The parties can establish any schedule for each parent’s periods of possession of the children that fits their needs and those of the children. In fact, the court encourages the parents to arrange periods of possession by agreement as much as possible and to stay flexible to adjust to circumstances. However, the Final Decree of Divorce must include a visitation schedule that will control if the parties cannot agree in the future. Ideally parties will agree on a written schedule to be placed in their Decree. But if they don’t agree on a custom schedule the judge must order one, which typically is the “Standard Possession Order.”

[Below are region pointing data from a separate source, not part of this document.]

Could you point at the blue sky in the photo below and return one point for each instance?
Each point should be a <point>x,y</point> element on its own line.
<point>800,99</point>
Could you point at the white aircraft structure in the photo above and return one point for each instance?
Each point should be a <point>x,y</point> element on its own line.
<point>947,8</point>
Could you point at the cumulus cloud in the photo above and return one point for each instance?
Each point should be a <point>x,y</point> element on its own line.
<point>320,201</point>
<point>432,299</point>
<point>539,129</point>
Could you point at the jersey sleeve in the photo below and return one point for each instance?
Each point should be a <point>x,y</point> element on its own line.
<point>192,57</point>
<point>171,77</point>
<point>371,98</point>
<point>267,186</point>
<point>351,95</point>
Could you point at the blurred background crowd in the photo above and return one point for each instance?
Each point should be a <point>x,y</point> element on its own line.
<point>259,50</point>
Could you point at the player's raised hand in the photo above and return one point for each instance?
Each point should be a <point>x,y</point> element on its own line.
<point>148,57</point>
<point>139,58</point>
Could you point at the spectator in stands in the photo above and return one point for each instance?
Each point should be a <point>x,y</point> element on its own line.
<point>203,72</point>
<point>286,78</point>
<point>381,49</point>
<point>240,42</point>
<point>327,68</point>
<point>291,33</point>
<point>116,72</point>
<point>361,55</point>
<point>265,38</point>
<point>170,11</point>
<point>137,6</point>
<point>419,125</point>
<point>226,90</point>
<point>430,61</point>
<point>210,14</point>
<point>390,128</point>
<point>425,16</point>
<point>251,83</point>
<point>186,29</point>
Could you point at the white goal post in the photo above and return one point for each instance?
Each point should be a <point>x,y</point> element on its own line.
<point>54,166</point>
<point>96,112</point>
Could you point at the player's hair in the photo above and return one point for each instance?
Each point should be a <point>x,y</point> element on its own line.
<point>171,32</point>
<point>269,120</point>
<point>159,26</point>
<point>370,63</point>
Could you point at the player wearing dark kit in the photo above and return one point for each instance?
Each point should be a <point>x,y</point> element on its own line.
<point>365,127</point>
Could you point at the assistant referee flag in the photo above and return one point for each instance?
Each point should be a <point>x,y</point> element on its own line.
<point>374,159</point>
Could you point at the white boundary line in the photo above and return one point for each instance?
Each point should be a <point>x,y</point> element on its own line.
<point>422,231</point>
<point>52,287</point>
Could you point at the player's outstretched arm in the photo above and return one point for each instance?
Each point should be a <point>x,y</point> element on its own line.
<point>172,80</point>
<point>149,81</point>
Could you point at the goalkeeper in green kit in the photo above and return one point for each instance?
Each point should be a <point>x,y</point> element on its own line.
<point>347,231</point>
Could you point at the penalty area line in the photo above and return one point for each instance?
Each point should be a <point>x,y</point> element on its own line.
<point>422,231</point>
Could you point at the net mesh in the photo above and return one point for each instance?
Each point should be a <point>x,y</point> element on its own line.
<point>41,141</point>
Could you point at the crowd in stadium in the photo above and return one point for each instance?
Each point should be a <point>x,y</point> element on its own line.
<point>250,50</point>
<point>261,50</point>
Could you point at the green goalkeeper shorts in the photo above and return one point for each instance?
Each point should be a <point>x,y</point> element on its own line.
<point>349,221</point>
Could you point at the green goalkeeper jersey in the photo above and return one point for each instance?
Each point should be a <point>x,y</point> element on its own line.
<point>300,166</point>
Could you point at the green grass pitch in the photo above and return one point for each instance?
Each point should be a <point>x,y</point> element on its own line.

If the parties live within 100 miles of each other, this standard schedule allows for possession by the parent with whom the children do not primarily reside on the 1st, 3rd, and 5th weekends of each month from 6:00 p.m. (or the time school lets out) on Friday until 6:00 p.m. on the following Sunday (or when school resumes the following Monday); Thursdays during the school year each week from 6:00 p.m. to 8:00 p.m. (or from the time school lets out until the time school resumes on the following day).; alternating Thanksgiving and Spring Break holidays; either the first or second part of the Christmas break depending on the year, using noon on December 28 as the exchange time, and thirty days during the summer break. If this parent lives farther than 100 miles away, the weekend and weekday periods may be modified to include either the 1st, 3rd, and 5th weekends or one weekend per month at the election of the person receiving the visitation.  The mid-week visitation is omitted and he or she will have visitation given every Spring Break and for 42 days of the school summer break.

Occasionally, one parent believes that the other’s time with the children should be reduced to less than the standard possession order either because the children are very young or because one parent doesn’t trust the other one to take proper care of the children. Such restrictions might, for example, mean no overnight periods of possession, not taking the children out of the country, or supervised possession. However, if this restriction is not agreed to by both parents, the court can order it only if it finds that such limitation is necessary for the safety of the children and/or in their best interests. It is not uncommon for the court to restrict overnight possession or lengthy summer periods for infants or very young children. The standard possession schedule described above applies only to children three years old or older.